De vez em quando a gente precisa se reler. Achei na gaveta uma crônica antiga e começo a ler:

“Quando a alma vibra atormentada às pulsações de um coração amargurado pelo peso da desgraça, este, numa explosão irremediável, num desabafo sincero de infortúnios, angústias e mágoas indefiníveis, externa-se oprimido por uma gota de água ardente como o desejo e consoladora como a esperança; e esta pérola de amargura arrebatada pela dor ao oceano tumultuoso da alma dilacerada é a própria essência do sofrimento: é a lágrima”.

Com este tresloucado período começava a composição “A lágrima”: não me lembro em que ano do ginásio eu estava, sei que o professor deu nota 10 e publicou nas colunas de O Itapemirim, órgão oficial do “Grêmio Domingos Martins”, do Colégio Pedro Palácios. Certamente fiquei comovido ao ver isso impresso; reli e achei bonito. Não me animo a transcrever mais para a frente: vai piorando, eu chamo a lágrima de “traidora inconsciente dos segredos d’alma” descubro que ela “amolece os corações mais duros” e também, o que é mais grave, “endurece os corações mais moles”, e acabo, na maior exaltação, dizendo que ela foi “sempre, através da história, a realizadora dos maiores empreendimentos, a salvadora miraculosa de cidades e nações, talismã encantado de vingança e crime, de brandura e perdão”.
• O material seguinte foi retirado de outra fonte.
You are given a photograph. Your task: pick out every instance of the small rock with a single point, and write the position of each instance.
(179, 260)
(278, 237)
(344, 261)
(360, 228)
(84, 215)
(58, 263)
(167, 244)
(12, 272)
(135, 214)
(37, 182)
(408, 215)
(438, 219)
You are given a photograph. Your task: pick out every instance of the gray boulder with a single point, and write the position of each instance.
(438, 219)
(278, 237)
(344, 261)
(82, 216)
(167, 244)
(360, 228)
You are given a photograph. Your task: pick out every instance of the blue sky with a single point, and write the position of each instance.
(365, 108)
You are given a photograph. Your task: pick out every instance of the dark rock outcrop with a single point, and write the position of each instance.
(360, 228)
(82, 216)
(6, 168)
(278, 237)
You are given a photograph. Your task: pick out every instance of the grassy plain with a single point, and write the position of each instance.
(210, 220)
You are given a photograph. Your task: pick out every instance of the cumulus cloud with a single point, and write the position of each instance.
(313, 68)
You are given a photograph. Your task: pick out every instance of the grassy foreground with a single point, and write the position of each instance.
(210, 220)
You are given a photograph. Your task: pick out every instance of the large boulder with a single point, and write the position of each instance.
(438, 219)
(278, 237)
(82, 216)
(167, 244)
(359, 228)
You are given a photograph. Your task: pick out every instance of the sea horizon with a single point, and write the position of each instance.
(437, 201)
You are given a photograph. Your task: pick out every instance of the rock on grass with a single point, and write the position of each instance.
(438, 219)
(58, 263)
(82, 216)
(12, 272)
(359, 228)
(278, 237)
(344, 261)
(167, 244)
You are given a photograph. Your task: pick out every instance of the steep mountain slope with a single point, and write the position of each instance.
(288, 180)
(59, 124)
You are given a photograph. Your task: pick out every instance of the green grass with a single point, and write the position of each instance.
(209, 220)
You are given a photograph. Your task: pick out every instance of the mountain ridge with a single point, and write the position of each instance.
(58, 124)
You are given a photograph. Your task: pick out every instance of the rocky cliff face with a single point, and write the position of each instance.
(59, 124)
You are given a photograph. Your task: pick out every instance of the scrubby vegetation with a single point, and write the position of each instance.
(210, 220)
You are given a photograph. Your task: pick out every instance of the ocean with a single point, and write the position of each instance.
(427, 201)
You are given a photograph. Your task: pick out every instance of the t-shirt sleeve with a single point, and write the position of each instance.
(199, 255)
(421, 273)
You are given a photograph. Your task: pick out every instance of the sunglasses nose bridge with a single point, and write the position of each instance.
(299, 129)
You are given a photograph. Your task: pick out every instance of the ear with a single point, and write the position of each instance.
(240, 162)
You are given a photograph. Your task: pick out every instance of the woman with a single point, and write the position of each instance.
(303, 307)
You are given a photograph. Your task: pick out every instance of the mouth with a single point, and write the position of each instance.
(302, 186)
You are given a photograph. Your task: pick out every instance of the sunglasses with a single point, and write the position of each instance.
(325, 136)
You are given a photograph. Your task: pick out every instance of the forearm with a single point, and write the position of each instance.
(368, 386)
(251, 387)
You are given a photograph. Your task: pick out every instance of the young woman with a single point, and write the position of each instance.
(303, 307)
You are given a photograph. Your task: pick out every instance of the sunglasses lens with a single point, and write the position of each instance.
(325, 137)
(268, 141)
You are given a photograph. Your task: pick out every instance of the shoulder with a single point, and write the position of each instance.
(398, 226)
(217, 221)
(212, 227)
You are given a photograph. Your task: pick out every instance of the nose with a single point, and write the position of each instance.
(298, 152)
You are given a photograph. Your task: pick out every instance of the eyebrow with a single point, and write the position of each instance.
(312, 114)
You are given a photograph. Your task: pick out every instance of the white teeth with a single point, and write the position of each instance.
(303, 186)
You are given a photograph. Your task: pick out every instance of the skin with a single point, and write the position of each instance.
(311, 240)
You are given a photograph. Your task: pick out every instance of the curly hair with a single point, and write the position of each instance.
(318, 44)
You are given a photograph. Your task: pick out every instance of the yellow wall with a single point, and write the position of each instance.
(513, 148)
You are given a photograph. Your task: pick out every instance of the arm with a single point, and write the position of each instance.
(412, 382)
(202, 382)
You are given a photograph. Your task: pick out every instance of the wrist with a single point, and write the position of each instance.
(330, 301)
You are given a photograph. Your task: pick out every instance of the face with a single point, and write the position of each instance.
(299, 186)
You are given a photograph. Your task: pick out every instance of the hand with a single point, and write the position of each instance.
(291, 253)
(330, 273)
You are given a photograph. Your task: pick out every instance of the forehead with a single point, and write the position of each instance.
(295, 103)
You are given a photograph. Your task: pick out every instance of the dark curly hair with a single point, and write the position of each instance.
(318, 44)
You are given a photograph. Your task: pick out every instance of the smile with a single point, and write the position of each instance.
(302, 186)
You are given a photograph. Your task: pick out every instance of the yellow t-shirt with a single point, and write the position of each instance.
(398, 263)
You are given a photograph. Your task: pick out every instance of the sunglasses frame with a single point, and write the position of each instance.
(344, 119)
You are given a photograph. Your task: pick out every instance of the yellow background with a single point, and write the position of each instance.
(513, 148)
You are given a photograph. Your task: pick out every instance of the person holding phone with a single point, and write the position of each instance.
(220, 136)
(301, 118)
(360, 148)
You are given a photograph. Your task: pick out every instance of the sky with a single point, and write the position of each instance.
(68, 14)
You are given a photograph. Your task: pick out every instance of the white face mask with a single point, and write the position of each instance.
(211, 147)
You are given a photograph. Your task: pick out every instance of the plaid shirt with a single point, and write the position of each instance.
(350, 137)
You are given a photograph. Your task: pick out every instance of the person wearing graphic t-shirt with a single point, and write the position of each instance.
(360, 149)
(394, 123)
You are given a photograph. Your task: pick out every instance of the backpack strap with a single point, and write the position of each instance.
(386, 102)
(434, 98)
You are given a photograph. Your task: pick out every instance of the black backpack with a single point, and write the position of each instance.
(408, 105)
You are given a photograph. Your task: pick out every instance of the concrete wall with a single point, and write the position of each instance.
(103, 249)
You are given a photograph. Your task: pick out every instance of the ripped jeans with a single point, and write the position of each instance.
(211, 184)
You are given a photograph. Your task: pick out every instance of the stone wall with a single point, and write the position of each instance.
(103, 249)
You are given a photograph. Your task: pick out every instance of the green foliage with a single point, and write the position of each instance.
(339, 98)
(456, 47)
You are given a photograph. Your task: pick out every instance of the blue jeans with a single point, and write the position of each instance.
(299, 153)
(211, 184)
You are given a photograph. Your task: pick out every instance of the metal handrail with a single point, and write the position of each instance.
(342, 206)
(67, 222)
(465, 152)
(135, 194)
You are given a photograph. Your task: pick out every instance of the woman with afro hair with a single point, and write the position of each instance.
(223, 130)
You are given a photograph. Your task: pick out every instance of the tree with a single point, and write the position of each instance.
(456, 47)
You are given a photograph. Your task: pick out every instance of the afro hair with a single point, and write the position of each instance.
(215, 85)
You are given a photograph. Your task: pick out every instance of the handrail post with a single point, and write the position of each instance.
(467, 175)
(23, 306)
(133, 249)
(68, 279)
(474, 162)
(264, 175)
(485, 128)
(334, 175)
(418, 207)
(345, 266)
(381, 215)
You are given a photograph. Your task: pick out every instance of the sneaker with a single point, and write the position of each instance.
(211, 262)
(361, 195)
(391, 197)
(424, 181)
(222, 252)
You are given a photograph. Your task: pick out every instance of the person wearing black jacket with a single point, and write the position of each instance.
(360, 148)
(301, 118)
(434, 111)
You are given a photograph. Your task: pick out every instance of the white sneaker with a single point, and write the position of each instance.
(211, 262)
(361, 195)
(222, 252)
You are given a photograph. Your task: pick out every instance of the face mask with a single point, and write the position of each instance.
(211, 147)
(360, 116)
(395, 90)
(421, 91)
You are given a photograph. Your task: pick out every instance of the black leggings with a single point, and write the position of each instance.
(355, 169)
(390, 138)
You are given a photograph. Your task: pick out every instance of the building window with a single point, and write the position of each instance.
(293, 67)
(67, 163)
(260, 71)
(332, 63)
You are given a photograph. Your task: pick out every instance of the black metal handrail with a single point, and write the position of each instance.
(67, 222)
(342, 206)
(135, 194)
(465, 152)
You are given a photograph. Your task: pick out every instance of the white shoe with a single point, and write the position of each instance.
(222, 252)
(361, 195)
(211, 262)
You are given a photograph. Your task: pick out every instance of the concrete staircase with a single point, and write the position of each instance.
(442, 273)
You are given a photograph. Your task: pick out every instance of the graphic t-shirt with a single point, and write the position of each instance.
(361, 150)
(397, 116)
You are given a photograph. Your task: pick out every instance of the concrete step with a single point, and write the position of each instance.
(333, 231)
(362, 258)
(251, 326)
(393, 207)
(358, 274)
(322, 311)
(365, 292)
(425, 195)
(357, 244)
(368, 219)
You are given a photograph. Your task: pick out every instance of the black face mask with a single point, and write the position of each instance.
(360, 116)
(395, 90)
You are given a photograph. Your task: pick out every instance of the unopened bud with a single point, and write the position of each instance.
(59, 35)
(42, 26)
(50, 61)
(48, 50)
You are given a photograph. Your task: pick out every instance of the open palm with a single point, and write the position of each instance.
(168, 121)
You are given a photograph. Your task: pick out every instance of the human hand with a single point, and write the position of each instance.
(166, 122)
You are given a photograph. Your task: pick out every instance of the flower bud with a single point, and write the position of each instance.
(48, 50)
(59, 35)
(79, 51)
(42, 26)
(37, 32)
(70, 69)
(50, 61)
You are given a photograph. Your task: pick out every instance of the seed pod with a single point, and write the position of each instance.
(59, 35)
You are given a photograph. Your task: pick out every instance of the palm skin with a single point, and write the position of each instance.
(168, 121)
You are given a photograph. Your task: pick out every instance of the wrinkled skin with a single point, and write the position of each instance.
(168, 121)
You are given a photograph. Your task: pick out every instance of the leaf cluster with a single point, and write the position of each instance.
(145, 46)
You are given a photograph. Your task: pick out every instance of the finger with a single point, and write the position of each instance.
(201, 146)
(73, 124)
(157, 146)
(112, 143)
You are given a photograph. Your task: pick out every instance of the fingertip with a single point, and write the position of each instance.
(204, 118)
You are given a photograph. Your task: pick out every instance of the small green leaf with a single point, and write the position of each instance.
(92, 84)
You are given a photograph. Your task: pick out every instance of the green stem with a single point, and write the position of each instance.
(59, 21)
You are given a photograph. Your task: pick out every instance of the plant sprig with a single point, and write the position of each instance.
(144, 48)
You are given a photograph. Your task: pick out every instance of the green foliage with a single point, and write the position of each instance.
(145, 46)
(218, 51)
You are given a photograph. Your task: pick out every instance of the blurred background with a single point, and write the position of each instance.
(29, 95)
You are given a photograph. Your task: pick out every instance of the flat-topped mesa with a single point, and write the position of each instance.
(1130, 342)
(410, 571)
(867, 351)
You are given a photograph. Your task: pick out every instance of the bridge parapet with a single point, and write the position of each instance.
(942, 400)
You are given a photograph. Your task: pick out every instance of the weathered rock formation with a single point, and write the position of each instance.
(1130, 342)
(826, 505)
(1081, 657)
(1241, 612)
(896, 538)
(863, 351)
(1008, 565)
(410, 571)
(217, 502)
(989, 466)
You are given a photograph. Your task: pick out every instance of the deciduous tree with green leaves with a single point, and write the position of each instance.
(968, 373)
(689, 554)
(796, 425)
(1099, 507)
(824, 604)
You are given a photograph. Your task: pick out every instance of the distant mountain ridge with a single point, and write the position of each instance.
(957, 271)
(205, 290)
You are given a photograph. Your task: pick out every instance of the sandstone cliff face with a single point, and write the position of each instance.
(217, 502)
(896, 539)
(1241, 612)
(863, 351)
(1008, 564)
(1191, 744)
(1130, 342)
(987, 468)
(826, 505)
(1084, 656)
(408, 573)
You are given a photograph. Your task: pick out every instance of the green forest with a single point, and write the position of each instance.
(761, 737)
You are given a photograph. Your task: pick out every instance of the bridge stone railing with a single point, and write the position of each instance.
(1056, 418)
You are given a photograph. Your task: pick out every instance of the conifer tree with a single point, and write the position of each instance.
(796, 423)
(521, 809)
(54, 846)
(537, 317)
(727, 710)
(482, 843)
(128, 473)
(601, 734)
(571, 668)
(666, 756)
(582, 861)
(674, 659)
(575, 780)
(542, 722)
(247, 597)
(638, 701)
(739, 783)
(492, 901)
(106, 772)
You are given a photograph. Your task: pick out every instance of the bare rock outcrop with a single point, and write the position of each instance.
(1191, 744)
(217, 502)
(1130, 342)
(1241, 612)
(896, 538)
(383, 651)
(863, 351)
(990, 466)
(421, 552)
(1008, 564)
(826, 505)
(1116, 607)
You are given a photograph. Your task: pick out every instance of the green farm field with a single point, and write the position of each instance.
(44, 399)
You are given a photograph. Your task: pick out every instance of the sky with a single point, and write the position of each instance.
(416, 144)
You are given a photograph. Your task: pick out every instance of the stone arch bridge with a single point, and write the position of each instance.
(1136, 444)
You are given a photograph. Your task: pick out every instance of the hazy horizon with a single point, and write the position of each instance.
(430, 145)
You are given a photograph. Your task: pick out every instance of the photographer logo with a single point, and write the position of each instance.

Sim, eu era um pouco exagerado, pelo menos em palavras; hoje não arriscaria a avançar tantas coisas. Houve quem pusesse em dúvida minha autoria: tímido e malfalante, meio emburrado na conversa, eu não parecia capaz de tanta eloquência. Devia ter copiado aquilo de algum almanaque. Essa suspeita não me feriu; antes me orgulhou, e a recebi com desdém sem sequer desmentir a acusação. Veriam, eu sabia escrever coisas loucas, dispunha secretamente de um imenso estoque de “corações amargurados” “pérolas da amargura”, “salvadoras miraculosas” e “talismãs encantados” para embasbacar os incréus; veriam. Uma semana depois, o professor mandou escrever sobre a Bandeira Nacional, e — dá-lhe Braga! — meti uma bossa que deixou a todos estupefatos: minha composição tinha poucas linhas, mas era uma espécie de Padre Nosso, que começava assim “Bandeira nossa, que estás no céu...” Não me lembro do resto, mas certamente era divino de engenho e arte. Não foi publicado porque O Itapemirim, depois de minha famosa “Lágrima”, foi ao fundo — com certeza naquele “oceano tumultuoso da alma dilacerada”... Mas duas meninas — glória suave! — tiraram cópias, porque acharam uma beleza. O professor, em um impressionante movimento de modéstia, declarou que nem ele mesmo seria capaz de escrever aquilo.

Foi logo depois das férias de junho que o professor passou nova composição: “Amanhecer na fazenda”. Ora, eu tinha passado mais de uma semana na fazenda de tio Cristóvão, e estava muito bem informado sobre os amanheceres da mesma. Peguei da pena e fui contando com a maior facilidade. Passarinhos, galinhas, patos, uma negra jogando milho para as galinhas e os patos, um menino tirando leite da vaca, vaca mugindo... e no fim achei que ficava bonito, para fazer pendant com essa vaca mugindo (assim como “consoladora como a esperança” combinava com “ardente como o desejo”), um burro zurrando. Depois fiz parágrafo e repeti o mesmo zurro com um advérbio de modo, para fecho de ouro:

“Um burro zurrando escandalosamente”.

Foi minha desgraça. O professor disse que o “senhor Braga” o havia decepcionado, não tinha levado a sério seu dever, me deu 5; fez referência em aula ao “burro zurrando escandalosamente” e os outros meninos riram. Também ri, amarelo. Minha glória literária fora por água abaixo.